Contoh Tradisi Sosiokultural
Suatu contoh kasus dalam tradisi sosiokultural adalah :
Selama beberapa bulan, Davika datang ke sebuah konvensi internasional tentang teknologi. Ia memiliki banyak teman dari berbagai negara, namun setiap kali datang kembali ke acara tersebut, ia merasakan hal yang sama. Davika merupakan satu-satunya orang di konvensi tersebut yang berasal dari Indonesia.
Betapa pun tulusnya teman-teman dari Negara lain, Davika merasa, mereka melihat dirinya dengan cara tertentu. Mereka terlihat kaget saat melihat Davika merupakan wanita yang kreatif dan asertif.
Mereka menyebut Davika sebagai “kebarat-baratan” dan bukan “real Indonesian”. Kemudian, teman-teman Davika mengajaknya datang ke sebuah Festival Film Indonesia yang diadakan oleh universitas lokal setempat.
Mereka terkesan dengan karakter wanita “kuat” yang ditunjukkan oleh film tersebut. Mereka tidak menyangka wanita seperti itu eksis di Indonesia.
Apalagi wanita tersebut menggunakan hijab. Mereka pikir wanita berhijab di Indonesia (Muslim stereotipe berdasarkan image media popular) adalah wanita yang tunduk dan selalu pasif, tidak punya kekuatan. Walaupun teman-teman Davika sudah kenal dengannya, namun mereka juga tidak punya pengetahuan yang nyata tentang “kelompok” yang Davika miliki, untuk menempatkan dirinya. Mereka juga dalam situasi sulit, dan rentan terhadap stereotipe yang disajikan oleh pihak lain.
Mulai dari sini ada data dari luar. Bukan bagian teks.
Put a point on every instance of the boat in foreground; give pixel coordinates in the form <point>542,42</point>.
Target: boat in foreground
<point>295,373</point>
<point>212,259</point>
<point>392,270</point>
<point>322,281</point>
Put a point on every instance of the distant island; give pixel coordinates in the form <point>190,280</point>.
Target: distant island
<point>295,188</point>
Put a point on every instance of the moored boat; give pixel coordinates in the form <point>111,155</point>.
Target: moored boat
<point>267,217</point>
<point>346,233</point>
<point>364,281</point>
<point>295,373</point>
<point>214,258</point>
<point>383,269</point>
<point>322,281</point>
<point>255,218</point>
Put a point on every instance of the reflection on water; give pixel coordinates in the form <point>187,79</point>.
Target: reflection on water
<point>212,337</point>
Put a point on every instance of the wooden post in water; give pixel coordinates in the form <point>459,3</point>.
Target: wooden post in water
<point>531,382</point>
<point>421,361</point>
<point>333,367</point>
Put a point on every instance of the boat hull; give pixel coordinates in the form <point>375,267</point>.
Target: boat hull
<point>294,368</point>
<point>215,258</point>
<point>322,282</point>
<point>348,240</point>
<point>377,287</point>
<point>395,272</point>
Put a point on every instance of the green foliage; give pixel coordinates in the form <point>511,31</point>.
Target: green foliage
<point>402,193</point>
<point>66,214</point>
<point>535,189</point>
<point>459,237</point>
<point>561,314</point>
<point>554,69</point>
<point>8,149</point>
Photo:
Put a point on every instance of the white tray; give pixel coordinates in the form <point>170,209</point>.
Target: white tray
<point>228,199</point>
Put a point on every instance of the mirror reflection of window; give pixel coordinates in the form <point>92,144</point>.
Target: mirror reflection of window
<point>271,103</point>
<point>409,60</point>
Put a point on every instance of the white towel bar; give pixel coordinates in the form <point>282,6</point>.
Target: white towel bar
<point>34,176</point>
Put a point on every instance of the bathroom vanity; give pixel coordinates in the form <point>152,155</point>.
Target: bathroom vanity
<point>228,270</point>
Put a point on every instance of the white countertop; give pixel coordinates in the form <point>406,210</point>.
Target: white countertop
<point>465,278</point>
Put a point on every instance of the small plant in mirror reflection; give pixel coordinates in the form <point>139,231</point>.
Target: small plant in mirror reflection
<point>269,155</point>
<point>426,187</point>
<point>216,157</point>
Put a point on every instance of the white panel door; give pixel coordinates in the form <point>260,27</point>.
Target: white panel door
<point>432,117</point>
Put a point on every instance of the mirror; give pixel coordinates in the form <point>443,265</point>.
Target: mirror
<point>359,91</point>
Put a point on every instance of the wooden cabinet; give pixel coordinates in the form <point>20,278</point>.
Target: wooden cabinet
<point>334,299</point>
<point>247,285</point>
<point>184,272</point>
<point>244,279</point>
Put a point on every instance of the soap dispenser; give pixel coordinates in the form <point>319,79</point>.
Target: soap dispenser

Jadi dalam contoh kasus di atas bisa ditarik kesimpulan bahwa, seringkali identitas seseorang dipandang sebagai representasi budaya nasional-nya (esensialis). Padahal, cultural identity atau identitas kultural seseorang harus dibaca sebagai image atau gambaran diri yang mereka inginkan dalam waktu tertentu, bukan sebagai bukti budaya esensialis nasional.